E assim, eu e Elio entramos para o bando de Lampião.
No meio daqueles cangaceiros armados até os dentes, nós dois não trocávamos uma sílaba, mas, quando nos víamos fora do alcance dos ouvidos deles, que eram uns 100, conversávamos.
-Carlos, você reparou como a Maria Bonita é jeitosinha...
-Controle-se, Elio, pense que nem costureira ela é.
-Ela me olhou de uma maneira...
-Desvie o olhar, Elio, desvie o olhar. Você sabe o que aconteceu com o marido dela?...
-Ela era casada antes de conhecer o Lampião?
-Era casada com José Neném, um sapateiro. Lampião a viu, quando ela estava com 19 anos de idade. Maria Neném aceitou ser Maria Bonita, enrolou o seu colchão debaixo do braço e acenou um adeus ao marido abandonado que, ainda assim, levou sete tiros, e um deles o cegou do olho direito.
Eu não estava certo desses sete tiros, mas precisava amainar o fogo do Elio.
-O diabo é que este potente sol inflama o meu instinto reprodutor, mas controlarei o dito cujo.
-Controle, Elio, controle.
Cético, com a promessa do Elio, intentei ser convincente no meu discurso.
-Você sabe por que ele recebeu o codinome de “Rei do Cangaço”?... Pela crueldade com que tratava as pessoas. Lampião mata seus inimigos encravando punhais entre a clavícula e o pescoço. Ataca, com seu bando, fazendas e cidadezinhas, pilhando, queimando, estuprando e até sequestrando crianças. Uma vez, antes de executar um desafeto, obrigou-o a comer 1 quilo de sal, ou seja, se escapasse da peixeira, morreria de derrame cerebral.
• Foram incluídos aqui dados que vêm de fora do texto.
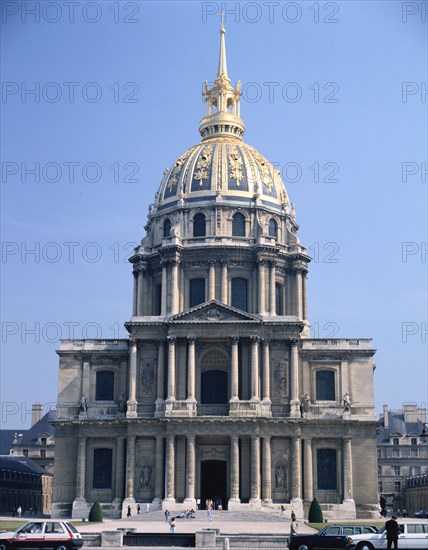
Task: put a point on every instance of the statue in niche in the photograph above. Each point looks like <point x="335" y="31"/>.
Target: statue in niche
<point x="280" y="477"/>
<point x="346" y="402"/>
<point x="146" y="474"/>
<point x="280" y="377"/>
<point x="121" y="404"/>
<point x="305" y="404"/>
<point x="83" y="404"/>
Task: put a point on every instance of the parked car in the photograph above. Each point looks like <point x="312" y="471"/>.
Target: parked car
<point x="332" y="536"/>
<point x="60" y="535"/>
<point x="412" y="536"/>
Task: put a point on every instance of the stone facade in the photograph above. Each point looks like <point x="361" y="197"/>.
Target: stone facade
<point x="219" y="392"/>
<point x="402" y="451"/>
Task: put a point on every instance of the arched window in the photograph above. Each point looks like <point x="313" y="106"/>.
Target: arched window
<point x="325" y="385"/>
<point x="238" y="225"/>
<point x="240" y="293"/>
<point x="327" y="469"/>
<point x="273" y="228"/>
<point x="196" y="292"/>
<point x="103" y="468"/>
<point x="104" y="385"/>
<point x="166" y="228"/>
<point x="279" y="299"/>
<point x="199" y="229"/>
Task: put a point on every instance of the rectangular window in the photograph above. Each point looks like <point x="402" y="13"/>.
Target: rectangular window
<point x="104" y="385"/>
<point x="102" y="472"/>
<point x="325" y="386"/>
<point x="326" y="470"/>
<point x="239" y="293"/>
<point x="197" y="292"/>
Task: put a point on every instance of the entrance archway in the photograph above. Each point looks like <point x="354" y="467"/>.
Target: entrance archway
<point x="214" y="481"/>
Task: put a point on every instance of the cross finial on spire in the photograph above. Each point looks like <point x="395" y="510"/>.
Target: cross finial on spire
<point x="222" y="65"/>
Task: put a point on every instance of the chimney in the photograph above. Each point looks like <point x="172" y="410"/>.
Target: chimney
<point x="36" y="413"/>
<point x="385" y="416"/>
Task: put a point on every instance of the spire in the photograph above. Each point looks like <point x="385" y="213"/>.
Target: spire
<point x="222" y="101"/>
<point x="222" y="63"/>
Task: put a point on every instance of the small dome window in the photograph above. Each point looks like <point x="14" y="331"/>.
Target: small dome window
<point x="238" y="225"/>
<point x="273" y="228"/>
<point x="199" y="229"/>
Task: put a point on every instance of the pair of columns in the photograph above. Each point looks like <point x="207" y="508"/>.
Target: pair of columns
<point x="271" y="302"/>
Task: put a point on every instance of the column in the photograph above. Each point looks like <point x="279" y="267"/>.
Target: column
<point x="81" y="468"/>
<point x="160" y="372"/>
<point x="164" y="291"/>
<point x="175" y="293"/>
<point x="295" y="469"/>
<point x="130" y="467"/>
<point x="223" y="282"/>
<point x="294" y="379"/>
<point x="134" y="294"/>
<point x="266" y="372"/>
<point x="305" y="295"/>
<point x="348" y="492"/>
<point x="120" y="468"/>
<point x="131" y="410"/>
<point x="140" y="289"/>
<point x="171" y="368"/>
<point x="191" y="370"/>
<point x="255" y="469"/>
<point x="272" y="289"/>
<point x="255" y="369"/>
<point x="307" y="470"/>
<point x="235" y="370"/>
<point x="234" y="469"/>
<point x="159" y="469"/>
<point x="261" y="289"/>
<point x="298" y="291"/>
<point x="267" y="471"/>
<point x="211" y="280"/>
<point x="170" y="468"/>
<point x="190" y="470"/>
-Carlos, um livro que li dizia que Lampião era um Robin Hood, que roubava os comerciantes e fazendeiros abonados para distribuir com os mais pobres.
-Certamente um livro de autor comunista, que romantiza os bandoleiros. - bradei com veemência.
-Uma coisa é certa, ele inferniza o sertão por quase 20 anos; várias volantes já foram enviadas pelo governo e o seu bando derrotou todas.
-Já deteve a sua atenção nas armas deles, Elio?... São espingardas Mauser, pistolas semiautomáticas, rifles Winchester...
-Contrabandeadas não foram, pois os meliantes do cangaço ainda não tinham chegado a esse nível de crime como nos Estados Unidos da Lei Seca.
-Essas armas são despojos das volantes e grupos paramilitares que eles derrotam pelo caminho. - disse-lhe.
-Todos concordavam numa coisa, Carlos: Lampião era um arguto estrategista.
-E conhecia bem o terreno; foi almocreve antes de passar para a sobressaltada vida de criminoso. - acrescentei.
A máquina do tempo nos fez recuar 10 anos, conduzindo-nos a 1926, mas sem nos arrancar daquele lugar espinhoso e de vegetação rala. Continuávamos no bando de Lampião.
A aproximação de um cangaceiro de maus bofes interrompeu uma conversação entre mim e o Elio.
-O chefe quer falar com vocês dois.
E, enquanto estremecíamos com o inesperado, o sujeito bradou:
-O que estão esperando?... Vamos lá.
Se fosse alguma coisa terrível para nós, seríamos arrastados até ele, e não convocados, embora de maneira ríspida. Tínhamos de manter a tranquilidade.
Diante de Lampião, nesse momento, por estranho sortilégio da mente, vieram-me as incontáveis histórias que li e ouvi sobre ele, os muitos filmes, e nenhum deles terminou bem.
Recebeu-nos com uma carta na mão e ajeitando os óculos no nariz.
-Chamei vocês dois porque quero ouvir a opinião de quem é de fora.
Era algo sério, pois o seu rosto, envolto pelos cabelos espicaçados, estava mais crispados do que o costumeiro.
-O governo federal pediu a nossa ajuda para combater a Coluna Prestes. Vocês, que me parecem bonitinhos das cidades do sul, sabem o que é isso?... Essa Coluna?...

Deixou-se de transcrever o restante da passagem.